Orgullo y Prejuicio

El señor Bingley era apuesto, tenía aspecto de caballero, semblante agradable y modales sencillos y poco afectados. Sus hermanas eran mujeres hermosas y de indudable elegancia. Su cuñado, el señor Hurst, casi no tenía aspecto de caballero; pero fue su amigo el señor Darcy el que pronto centró la atención del salón por su distinguida personalidad, era un hombre alto, de bonitas facciones y de porte aristocrático. Pocos minutos después de su entrada ya circulaba el rumor de que su renta era de diez mil libras al año. Los señores declaraban que era un hombre que tenía mucha clase; las señoras decían que era mucho más guapo que Bingley, siendo admirado durante casi la mitad de la velada, hasta que sus modales causaron tal disgusto que hicieron cambiar el curso de su buena fama; se descubrió que era un hombre orgulloso, que pretendía estar por encima de todos los demás y demostraba su insatisfacción con el ambiente que le rodeaba; ni siquiera sus extensas posesiones en Derbyshire podían salvarle ya de parecer odioso y desagradable y de que se considerase que no valía nada comparado con su amigo.

El señor Bingley enseguida trabó amistad con las principales personas del salón; era vivo y franco, no se perdió ni un solo baile, lamentó que la fiesta acabase tan temprano y habló de dar una él en Netherfield. Tan agradables cualidades hablaban por sí solas. ¡Qué diferencia entre él y su amigo!
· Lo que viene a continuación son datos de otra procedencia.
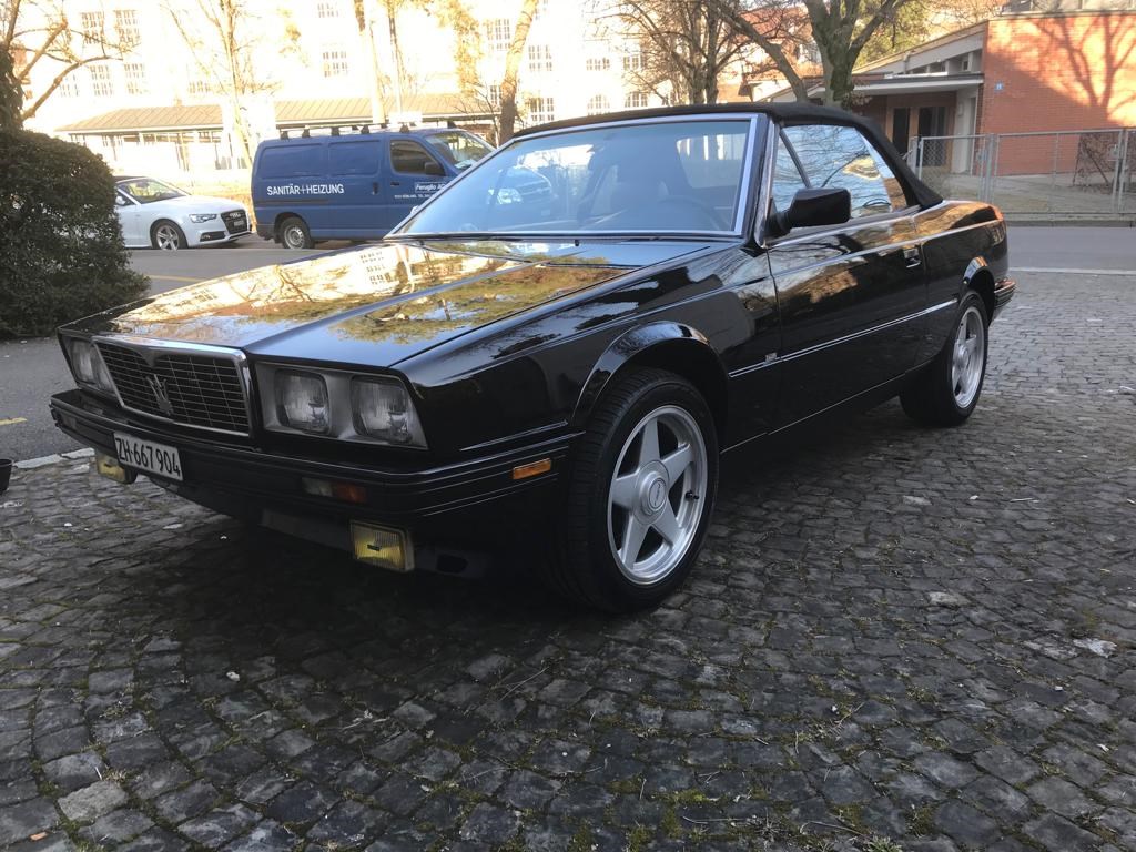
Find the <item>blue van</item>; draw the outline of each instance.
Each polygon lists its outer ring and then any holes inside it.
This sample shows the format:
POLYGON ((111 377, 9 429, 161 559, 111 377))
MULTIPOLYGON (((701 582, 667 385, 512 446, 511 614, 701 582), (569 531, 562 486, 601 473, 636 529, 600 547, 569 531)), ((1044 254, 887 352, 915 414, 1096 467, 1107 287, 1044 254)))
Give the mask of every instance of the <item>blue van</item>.
POLYGON ((384 236, 493 150, 453 128, 333 134, 260 143, 252 161, 257 234, 289 249, 384 236))

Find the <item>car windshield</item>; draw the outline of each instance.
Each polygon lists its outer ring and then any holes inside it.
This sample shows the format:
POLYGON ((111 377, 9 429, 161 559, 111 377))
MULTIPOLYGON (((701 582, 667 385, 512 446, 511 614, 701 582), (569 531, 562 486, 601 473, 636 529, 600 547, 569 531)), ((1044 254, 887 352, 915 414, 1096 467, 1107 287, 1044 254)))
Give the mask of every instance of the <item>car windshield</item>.
POLYGON ((493 151, 482 139, 465 131, 432 133, 426 137, 426 141, 442 156, 442 159, 459 172, 469 168, 482 157, 493 151))
POLYGON ((679 119, 523 136, 395 235, 735 233, 751 123, 679 119))
POLYGON ((152 177, 132 177, 127 181, 119 181, 118 189, 140 204, 152 204, 154 201, 167 201, 187 194, 176 186, 154 181, 152 177))

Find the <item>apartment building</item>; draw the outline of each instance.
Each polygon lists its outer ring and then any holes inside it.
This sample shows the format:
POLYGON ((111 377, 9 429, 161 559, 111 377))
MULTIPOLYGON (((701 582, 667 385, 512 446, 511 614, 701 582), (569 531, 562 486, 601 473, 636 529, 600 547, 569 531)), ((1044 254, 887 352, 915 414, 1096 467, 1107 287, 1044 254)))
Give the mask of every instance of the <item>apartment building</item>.
MULTIPOLYGON (((601 2, 540 2, 520 67, 523 124, 667 100, 667 92, 635 85, 638 45, 613 31, 601 2)), ((253 141, 359 125, 376 114, 453 120, 492 135, 519 6, 468 5, 479 36, 467 51, 477 57, 471 72, 456 67, 452 31, 416 5, 401 5, 392 26, 386 3, 366 0, 360 30, 353 0, 247 0, 251 45, 239 73, 257 91, 234 105, 218 82, 228 73, 218 33, 198 0, 64 0, 80 30, 76 50, 112 58, 68 75, 28 126, 86 144, 116 169, 169 177, 245 165, 231 132, 236 108, 253 141)), ((42 62, 25 94, 37 97, 58 72, 42 62)))

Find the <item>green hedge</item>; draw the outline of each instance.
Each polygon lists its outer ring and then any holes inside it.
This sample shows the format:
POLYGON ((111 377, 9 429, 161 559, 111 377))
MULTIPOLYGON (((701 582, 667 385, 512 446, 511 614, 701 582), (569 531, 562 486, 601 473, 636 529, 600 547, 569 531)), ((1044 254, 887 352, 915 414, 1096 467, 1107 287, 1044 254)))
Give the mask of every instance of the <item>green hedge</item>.
POLYGON ((82 145, 0 130, 0 337, 51 334, 145 292, 107 164, 82 145))

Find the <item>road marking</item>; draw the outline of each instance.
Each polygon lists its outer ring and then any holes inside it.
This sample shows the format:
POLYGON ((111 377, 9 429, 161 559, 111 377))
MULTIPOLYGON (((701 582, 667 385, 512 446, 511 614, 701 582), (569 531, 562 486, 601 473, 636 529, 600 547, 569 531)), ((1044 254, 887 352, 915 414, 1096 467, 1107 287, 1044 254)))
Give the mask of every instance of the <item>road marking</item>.
POLYGON ((147 277, 150 278, 161 278, 162 281, 185 281, 190 284, 197 284, 199 281, 204 281, 204 278, 186 278, 182 275, 149 275, 148 273, 143 273, 143 275, 147 275, 147 277))
POLYGON ((1041 266, 1016 266, 1016 273, 1064 273, 1066 275, 1136 275, 1136 269, 1051 269, 1041 266))

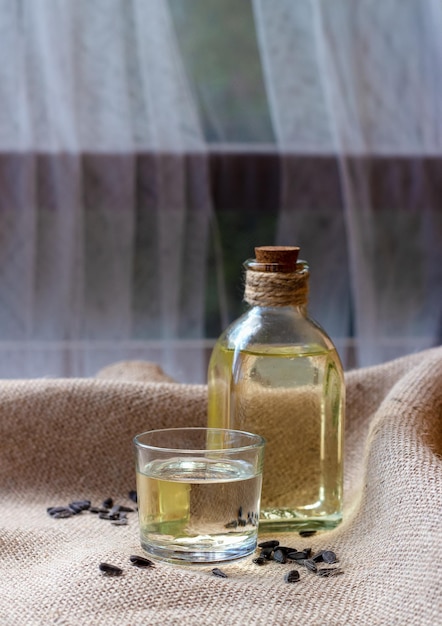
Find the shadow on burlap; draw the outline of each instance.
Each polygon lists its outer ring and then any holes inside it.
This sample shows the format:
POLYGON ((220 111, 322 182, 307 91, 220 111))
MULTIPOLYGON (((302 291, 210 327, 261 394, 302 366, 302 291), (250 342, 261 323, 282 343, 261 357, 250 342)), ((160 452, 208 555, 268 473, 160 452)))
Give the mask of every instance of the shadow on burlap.
POLYGON ((334 550, 344 574, 301 568, 295 584, 291 566, 251 558, 223 565, 227 579, 210 566, 137 569, 136 513, 121 527, 47 515, 79 498, 130 504, 133 436, 205 425, 206 387, 162 380, 138 362, 96 379, 0 383, 0 624, 440 623, 442 348, 347 374, 344 522, 278 537, 334 550), (101 575, 101 561, 123 576, 101 575))

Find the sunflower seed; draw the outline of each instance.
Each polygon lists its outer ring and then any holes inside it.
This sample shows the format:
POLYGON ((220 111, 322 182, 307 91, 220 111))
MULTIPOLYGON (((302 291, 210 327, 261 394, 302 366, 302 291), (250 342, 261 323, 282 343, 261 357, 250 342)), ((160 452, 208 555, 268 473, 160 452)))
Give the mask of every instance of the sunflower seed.
POLYGON ((344 572, 339 567, 329 567, 318 570, 318 576, 328 578, 329 576, 338 576, 344 572))
POLYGON ((277 539, 270 539, 269 541, 261 541, 261 543, 258 543, 258 548, 276 548, 276 546, 279 546, 277 539))
POLYGON ((106 576, 121 576, 123 573, 123 570, 120 567, 111 565, 110 563, 100 563, 98 568, 101 572, 103 572, 103 574, 106 574, 106 576))
POLYGON ((290 572, 284 576, 284 580, 286 583, 296 583, 300 579, 299 572, 297 569, 292 569, 290 572))
POLYGON ((218 567, 214 567, 212 570, 212 574, 217 576, 218 578, 228 578, 227 574, 220 570, 218 567))
POLYGON ((295 550, 293 552, 287 552, 287 556, 292 561, 304 561, 305 559, 309 558, 310 551, 309 550, 300 550, 298 552, 297 550, 295 550))
POLYGON ((278 550, 281 550, 282 552, 284 552, 284 554, 287 556, 289 552, 296 552, 295 548, 289 548, 288 546, 278 546, 278 550))
POLYGON ((311 537, 312 535, 316 535, 316 530, 300 530, 299 535, 301 537, 311 537))
POLYGON ((316 572, 318 571, 318 568, 316 566, 316 563, 314 561, 312 561, 311 559, 305 559, 303 565, 310 570, 311 572, 314 572, 316 574, 316 572))
POLYGON ((63 517, 62 514, 65 514, 64 517, 71 517, 71 515, 73 515, 73 511, 67 506, 50 506, 46 509, 46 512, 51 517, 58 517, 59 514, 60 517, 63 517))
POLYGON ((68 509, 70 509, 74 515, 79 515, 83 512, 83 509, 78 506, 78 504, 74 504, 73 502, 68 505, 68 509))
POLYGON ((332 550, 324 550, 322 553, 322 560, 324 563, 336 563, 336 554, 332 550))
POLYGON ((283 550, 280 550, 279 548, 276 548, 276 550, 274 551, 273 559, 278 563, 287 563, 286 555, 284 554, 283 550))
POLYGON ((271 561, 273 559, 273 548, 262 548, 259 556, 267 559, 267 561, 271 561))
POLYGON ((67 517, 72 517, 73 513, 70 509, 64 509, 63 511, 57 511, 56 513, 51 513, 51 517, 54 519, 66 519, 67 517))
POLYGON ((90 500, 74 500, 74 502, 71 502, 69 506, 76 506, 76 507, 79 507, 82 511, 87 511, 91 506, 91 501, 90 500))
POLYGON ((155 567, 153 561, 146 559, 144 556, 138 556, 137 554, 132 554, 129 557, 129 561, 132 565, 136 565, 137 567, 155 567))
POLYGON ((107 509, 102 509, 101 507, 98 507, 98 506, 91 506, 91 508, 89 509, 89 513, 94 513, 94 514, 105 513, 107 515, 109 511, 107 509))

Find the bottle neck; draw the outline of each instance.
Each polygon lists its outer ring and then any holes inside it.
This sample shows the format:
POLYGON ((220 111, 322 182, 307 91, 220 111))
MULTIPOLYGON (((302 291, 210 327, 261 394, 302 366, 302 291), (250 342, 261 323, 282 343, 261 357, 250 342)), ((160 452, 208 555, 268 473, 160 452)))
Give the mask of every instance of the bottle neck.
POLYGON ((251 306, 295 306, 305 310, 308 301, 308 266, 298 262, 295 272, 256 271, 246 265, 244 300, 251 306))

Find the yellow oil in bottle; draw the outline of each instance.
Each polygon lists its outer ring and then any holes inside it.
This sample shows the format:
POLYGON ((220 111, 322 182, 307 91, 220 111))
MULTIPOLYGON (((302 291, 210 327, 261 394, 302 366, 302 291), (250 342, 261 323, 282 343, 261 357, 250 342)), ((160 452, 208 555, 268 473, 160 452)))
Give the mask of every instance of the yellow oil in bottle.
POLYGON ((260 527, 332 528, 342 518, 344 391, 336 350, 221 338, 209 365, 211 427, 265 437, 260 527))

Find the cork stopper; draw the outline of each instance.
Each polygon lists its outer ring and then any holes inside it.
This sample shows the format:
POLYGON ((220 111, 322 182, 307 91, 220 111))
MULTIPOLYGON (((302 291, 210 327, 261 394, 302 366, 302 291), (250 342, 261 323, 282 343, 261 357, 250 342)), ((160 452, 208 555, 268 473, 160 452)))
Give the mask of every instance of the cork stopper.
POLYGON ((298 255, 297 246, 257 246, 253 269, 261 272, 295 272, 298 255))

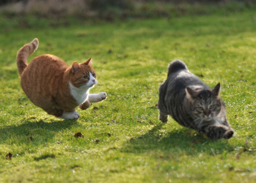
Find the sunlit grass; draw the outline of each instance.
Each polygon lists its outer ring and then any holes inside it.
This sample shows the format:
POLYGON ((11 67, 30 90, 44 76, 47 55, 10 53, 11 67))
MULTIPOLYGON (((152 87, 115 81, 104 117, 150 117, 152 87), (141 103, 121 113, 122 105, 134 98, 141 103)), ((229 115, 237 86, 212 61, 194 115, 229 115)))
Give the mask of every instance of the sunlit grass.
POLYGON ((0 182, 256 182, 256 17, 248 11, 2 26, 0 182), (33 105, 20 86, 15 59, 35 38, 39 46, 29 60, 49 53, 70 65, 92 57, 98 84, 91 93, 105 92, 108 99, 78 109, 77 120, 55 118, 33 105), (152 107, 175 59, 211 87, 221 83, 235 137, 214 141, 171 118, 166 124, 158 120, 152 107), (77 132, 84 138, 75 137, 77 132))

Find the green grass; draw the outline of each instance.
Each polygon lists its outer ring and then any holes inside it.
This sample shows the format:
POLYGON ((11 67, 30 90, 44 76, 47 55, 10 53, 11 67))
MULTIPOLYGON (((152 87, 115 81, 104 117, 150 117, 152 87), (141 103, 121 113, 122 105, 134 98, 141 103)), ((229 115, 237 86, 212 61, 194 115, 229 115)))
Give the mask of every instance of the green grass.
POLYGON ((256 182, 256 19, 247 10, 112 23, 71 19, 65 26, 25 17, 26 28, 0 16, 0 182, 256 182), (39 46, 29 60, 49 53, 70 65, 92 57, 98 84, 91 92, 108 99, 78 108, 77 120, 33 105, 15 57, 35 38, 39 46), (151 107, 175 59, 211 87, 221 83, 235 137, 215 141, 170 117, 158 120, 151 107))

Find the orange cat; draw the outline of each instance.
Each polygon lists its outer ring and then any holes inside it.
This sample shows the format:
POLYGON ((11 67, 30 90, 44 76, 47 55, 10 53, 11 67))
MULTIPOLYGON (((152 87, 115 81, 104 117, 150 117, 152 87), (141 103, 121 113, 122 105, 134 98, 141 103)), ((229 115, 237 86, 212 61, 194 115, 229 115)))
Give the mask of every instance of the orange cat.
POLYGON ((106 98, 105 93, 89 93, 97 83, 91 58, 79 64, 75 62, 70 67, 55 56, 42 55, 34 58, 28 65, 28 57, 38 48, 38 44, 36 38, 25 45, 16 58, 21 87, 35 105, 49 114, 77 119, 80 114, 76 111, 76 107, 79 105, 85 110, 90 102, 106 98))

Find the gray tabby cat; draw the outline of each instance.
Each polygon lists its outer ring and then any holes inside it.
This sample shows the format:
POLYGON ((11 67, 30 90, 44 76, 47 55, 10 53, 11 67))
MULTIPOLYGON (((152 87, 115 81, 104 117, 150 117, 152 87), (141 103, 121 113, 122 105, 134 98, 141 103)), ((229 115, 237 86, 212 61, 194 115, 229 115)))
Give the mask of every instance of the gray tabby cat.
POLYGON ((176 60, 169 67, 168 77, 159 88, 159 119, 168 115, 180 125, 202 132, 209 137, 229 139, 234 132, 226 117, 218 83, 212 90, 176 60))

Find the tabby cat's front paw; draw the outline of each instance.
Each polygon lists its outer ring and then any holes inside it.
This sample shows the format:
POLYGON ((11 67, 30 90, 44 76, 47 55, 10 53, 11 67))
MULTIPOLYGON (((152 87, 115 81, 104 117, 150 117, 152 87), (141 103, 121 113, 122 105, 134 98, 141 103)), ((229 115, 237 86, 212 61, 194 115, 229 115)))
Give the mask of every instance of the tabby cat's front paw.
POLYGON ((206 135, 214 139, 229 139, 234 134, 232 129, 225 126, 212 126, 209 128, 209 131, 206 132, 206 135))

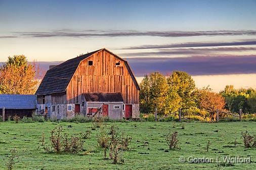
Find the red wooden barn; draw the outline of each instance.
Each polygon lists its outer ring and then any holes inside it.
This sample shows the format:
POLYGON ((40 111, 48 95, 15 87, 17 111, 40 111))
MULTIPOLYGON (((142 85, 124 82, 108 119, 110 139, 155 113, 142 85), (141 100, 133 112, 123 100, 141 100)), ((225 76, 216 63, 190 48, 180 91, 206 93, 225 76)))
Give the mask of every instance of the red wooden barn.
POLYGON ((125 60, 103 48, 52 67, 35 94, 37 109, 61 119, 94 115, 139 117, 140 87, 125 60))

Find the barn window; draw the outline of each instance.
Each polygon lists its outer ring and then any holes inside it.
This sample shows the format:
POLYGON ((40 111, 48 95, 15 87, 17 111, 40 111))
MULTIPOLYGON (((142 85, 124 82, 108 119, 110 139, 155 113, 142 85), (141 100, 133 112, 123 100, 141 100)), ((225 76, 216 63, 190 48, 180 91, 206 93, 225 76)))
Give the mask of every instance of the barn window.
POLYGON ((59 106, 59 105, 57 106, 57 110, 58 111, 58 113, 60 113, 60 107, 59 106))
POLYGON ((114 109, 119 109, 121 107, 120 105, 114 105, 114 109))
POLYGON ((115 66, 120 66, 120 61, 119 61, 118 62, 116 62, 115 63, 115 66))
POLYGON ((68 111, 72 111, 72 105, 68 105, 68 111))
POLYGON ((88 66, 93 66, 93 62, 92 61, 88 61, 88 66))

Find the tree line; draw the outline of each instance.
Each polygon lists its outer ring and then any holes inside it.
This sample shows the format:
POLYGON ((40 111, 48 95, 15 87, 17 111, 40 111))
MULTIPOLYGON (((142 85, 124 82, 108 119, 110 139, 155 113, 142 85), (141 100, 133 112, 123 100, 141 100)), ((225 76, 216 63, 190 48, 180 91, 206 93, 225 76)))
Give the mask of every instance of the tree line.
POLYGON ((220 93, 209 86, 196 88, 188 73, 174 71, 165 76, 156 72, 145 75, 140 83, 140 110, 142 113, 168 115, 182 108, 188 115, 195 115, 215 120, 216 110, 228 109, 256 112, 255 89, 235 89, 227 86, 220 93))

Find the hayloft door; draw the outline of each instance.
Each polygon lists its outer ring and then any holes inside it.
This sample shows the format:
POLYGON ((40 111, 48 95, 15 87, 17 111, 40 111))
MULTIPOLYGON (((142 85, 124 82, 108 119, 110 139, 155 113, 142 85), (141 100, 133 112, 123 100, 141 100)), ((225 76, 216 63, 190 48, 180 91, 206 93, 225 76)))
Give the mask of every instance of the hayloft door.
POLYGON ((132 118, 133 112, 133 105, 125 104, 125 118, 132 118))
POLYGON ((104 117, 108 117, 108 104, 103 104, 102 114, 104 117))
El señor Darcy bailó sólo una vez con la señora Hurst y otra con la señorita Bingley, se negó a que le presentasen a ninguna otra dama y se pasó el resto de la noche deambulando por el salón y hablando de vez en cuando con alguno de sus acompañantes. Su carácter estaba definitivamente juzgado. Era el hombre más orgulloso y más antipático del mundo y todos esperaban que no volviese más por allí. Entre los más ofendidos con Darcy estaba la señora Bennet, cuyo disgusto por su comportamiento se había agudizado convirtiéndose en una ofensa personal por haber despreciado a una de sus hijas.

Había tan pocos caballeros que Elizabeth Bennet se había visto obligada a sentarse durante dos bailes; en ese tiempo Darcy estuvo lo bastante cerca de ella para que la muchacha pudiese oír una conversación entre él y el señor Bingley, que dejó el baile unos minutos para convencer a su amigo de que se uniese a ellos.

––Ven, Darcy ––le dijo––, tienes que bailar. No soporto verte ahí de pie, solo y con esa estúpida actitud. Es mejor que bailes.

––No pienso hacerlo. Sabes cómo lo detesto, a no ser que conozca personalmente a mi pareja. En una fiesta como ésta me sería imposible. Tus

hermanas están comprometidas, y bailar con cualquier otra mujer de las que hay en este salón sería como un castigo para mí.

––No deberías ser tan exigente y quisquilloso ––se quejó Bingley––. ¡Por lo que más quieras! Palabra de honor, nunca había visto a tantas muchachas tan encantadoras como esta noche; y hay algunas que son especialmente bonitas.